The scary thing about software supply chain attacks is not that they happen. It’s how little has to go wrong.
In this case, nothing obvious was stolen. No one got phished. No password leaked. The packages were published through the very mechanism meant to prevent this sort of thing: trusted publishing. That is what makes the attack interesting.
The weakness was not npm’s signing. It was a workflow.

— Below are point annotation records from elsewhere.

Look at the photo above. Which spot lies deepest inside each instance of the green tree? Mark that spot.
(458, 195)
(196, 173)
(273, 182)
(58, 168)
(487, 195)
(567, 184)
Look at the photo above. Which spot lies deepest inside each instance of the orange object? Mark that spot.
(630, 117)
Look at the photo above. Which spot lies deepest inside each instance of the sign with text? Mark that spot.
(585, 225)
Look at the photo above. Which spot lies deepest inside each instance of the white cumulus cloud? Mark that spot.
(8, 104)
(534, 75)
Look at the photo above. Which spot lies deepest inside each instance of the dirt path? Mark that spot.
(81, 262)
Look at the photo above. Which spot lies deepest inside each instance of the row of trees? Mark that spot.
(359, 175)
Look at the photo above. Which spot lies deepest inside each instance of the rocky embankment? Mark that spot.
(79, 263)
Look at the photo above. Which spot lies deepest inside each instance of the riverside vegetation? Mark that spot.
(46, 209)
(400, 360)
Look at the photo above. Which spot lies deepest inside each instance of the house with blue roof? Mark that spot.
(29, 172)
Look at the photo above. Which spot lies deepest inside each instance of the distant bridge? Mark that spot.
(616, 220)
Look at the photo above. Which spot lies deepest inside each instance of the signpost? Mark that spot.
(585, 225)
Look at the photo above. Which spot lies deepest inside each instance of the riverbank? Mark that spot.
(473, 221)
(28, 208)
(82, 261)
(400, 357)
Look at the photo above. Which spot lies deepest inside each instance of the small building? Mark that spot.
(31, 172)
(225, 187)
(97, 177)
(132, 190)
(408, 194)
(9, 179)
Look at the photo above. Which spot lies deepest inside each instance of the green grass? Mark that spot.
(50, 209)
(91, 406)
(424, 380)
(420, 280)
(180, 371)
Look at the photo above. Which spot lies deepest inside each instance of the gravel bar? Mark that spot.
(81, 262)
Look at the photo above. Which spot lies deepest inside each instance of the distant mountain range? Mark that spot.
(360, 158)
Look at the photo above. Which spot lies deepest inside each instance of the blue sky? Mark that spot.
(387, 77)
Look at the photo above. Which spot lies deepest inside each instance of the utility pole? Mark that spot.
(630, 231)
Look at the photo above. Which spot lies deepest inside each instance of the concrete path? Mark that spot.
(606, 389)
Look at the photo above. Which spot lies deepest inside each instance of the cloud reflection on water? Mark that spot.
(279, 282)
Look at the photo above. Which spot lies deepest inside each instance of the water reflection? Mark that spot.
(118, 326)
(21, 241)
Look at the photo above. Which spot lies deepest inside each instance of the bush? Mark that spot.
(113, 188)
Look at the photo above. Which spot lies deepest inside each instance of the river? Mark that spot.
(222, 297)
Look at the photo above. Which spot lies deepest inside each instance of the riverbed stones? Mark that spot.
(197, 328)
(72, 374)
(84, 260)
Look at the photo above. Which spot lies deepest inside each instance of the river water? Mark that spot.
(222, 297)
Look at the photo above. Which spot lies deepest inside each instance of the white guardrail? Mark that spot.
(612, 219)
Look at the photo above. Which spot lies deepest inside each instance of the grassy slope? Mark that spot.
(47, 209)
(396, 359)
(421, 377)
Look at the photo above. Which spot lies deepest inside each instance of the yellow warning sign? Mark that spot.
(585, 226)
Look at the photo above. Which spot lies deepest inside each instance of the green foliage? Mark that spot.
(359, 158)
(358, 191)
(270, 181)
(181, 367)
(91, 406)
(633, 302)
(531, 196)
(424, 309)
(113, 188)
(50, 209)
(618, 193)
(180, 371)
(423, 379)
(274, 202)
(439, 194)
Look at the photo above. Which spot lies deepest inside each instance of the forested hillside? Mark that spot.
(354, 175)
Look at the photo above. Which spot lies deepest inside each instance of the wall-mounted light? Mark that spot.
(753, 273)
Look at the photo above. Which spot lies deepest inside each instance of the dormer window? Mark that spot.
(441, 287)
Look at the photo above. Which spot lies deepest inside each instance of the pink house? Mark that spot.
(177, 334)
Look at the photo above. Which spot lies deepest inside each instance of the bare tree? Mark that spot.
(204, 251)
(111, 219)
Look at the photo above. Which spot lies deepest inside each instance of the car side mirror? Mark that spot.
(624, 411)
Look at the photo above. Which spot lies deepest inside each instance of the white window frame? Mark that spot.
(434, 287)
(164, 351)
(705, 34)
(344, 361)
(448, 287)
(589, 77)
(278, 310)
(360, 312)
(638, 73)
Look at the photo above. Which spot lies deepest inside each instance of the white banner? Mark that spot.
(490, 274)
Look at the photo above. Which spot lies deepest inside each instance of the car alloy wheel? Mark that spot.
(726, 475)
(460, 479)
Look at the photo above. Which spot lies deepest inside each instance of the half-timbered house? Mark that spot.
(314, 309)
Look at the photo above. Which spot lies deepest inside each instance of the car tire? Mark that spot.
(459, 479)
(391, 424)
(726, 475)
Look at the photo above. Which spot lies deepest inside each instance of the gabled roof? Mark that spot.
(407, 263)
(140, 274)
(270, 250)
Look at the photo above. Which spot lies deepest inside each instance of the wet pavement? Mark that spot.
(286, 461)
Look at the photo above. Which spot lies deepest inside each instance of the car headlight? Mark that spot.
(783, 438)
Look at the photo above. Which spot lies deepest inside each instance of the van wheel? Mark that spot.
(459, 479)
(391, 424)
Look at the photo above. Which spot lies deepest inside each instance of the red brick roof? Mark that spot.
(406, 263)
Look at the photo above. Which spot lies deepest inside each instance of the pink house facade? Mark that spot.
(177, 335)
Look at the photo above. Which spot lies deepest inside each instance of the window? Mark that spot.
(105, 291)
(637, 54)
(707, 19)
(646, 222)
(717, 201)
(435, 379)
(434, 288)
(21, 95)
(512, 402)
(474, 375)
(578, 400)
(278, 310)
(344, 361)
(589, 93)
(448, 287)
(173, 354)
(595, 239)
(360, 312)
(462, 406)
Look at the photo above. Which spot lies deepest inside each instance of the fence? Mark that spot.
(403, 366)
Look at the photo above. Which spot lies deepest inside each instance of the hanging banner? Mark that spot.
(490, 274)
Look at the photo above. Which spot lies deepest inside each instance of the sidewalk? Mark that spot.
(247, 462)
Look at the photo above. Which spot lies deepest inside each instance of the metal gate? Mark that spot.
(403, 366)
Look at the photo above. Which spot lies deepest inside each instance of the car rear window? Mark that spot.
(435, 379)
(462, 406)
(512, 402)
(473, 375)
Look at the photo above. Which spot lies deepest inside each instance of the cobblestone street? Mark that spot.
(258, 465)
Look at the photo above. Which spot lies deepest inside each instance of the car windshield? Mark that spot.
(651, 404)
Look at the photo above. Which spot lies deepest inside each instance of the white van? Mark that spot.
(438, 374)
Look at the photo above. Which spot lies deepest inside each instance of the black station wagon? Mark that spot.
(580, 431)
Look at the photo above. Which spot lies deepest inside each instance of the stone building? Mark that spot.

A project used pull_request_target, which is one of those features that sounds convenient when you’re setting it up and ominous when you understand it. A pull request from a fork could run with the main repository’s permissions. The attacker created one, closed it, and used that brief opening to poison the CI cache.
That was enough.
Later, when a real change was merged, the poisoned cache woke up, grabbed a short-lived npm token, and published compromised packages. Then the malware did what worms do: looked for more credentials, found maintainers’ publish tokens, and spread outward through their packages too.
This is why supply chain attacks are hard. Modern systems are full of components that are individually reasonable and collectively dangerous. Signed attestations, short-lived tokens, CI caches, editor extensions, install scripts—none seem crazy on their own. The problem is the seams.
The obvious lesson is to configure workflows more carefully. Don’t run privileged jobs on untrusted pull requests. Don’t share caches casually. Delay adoption of freshly published packages. Block install scripts by default.
But the deeper lesson is that security now depends less on secrets than on ambient authority. The attacker doesn’t need your password if your machinery will act on his behalf.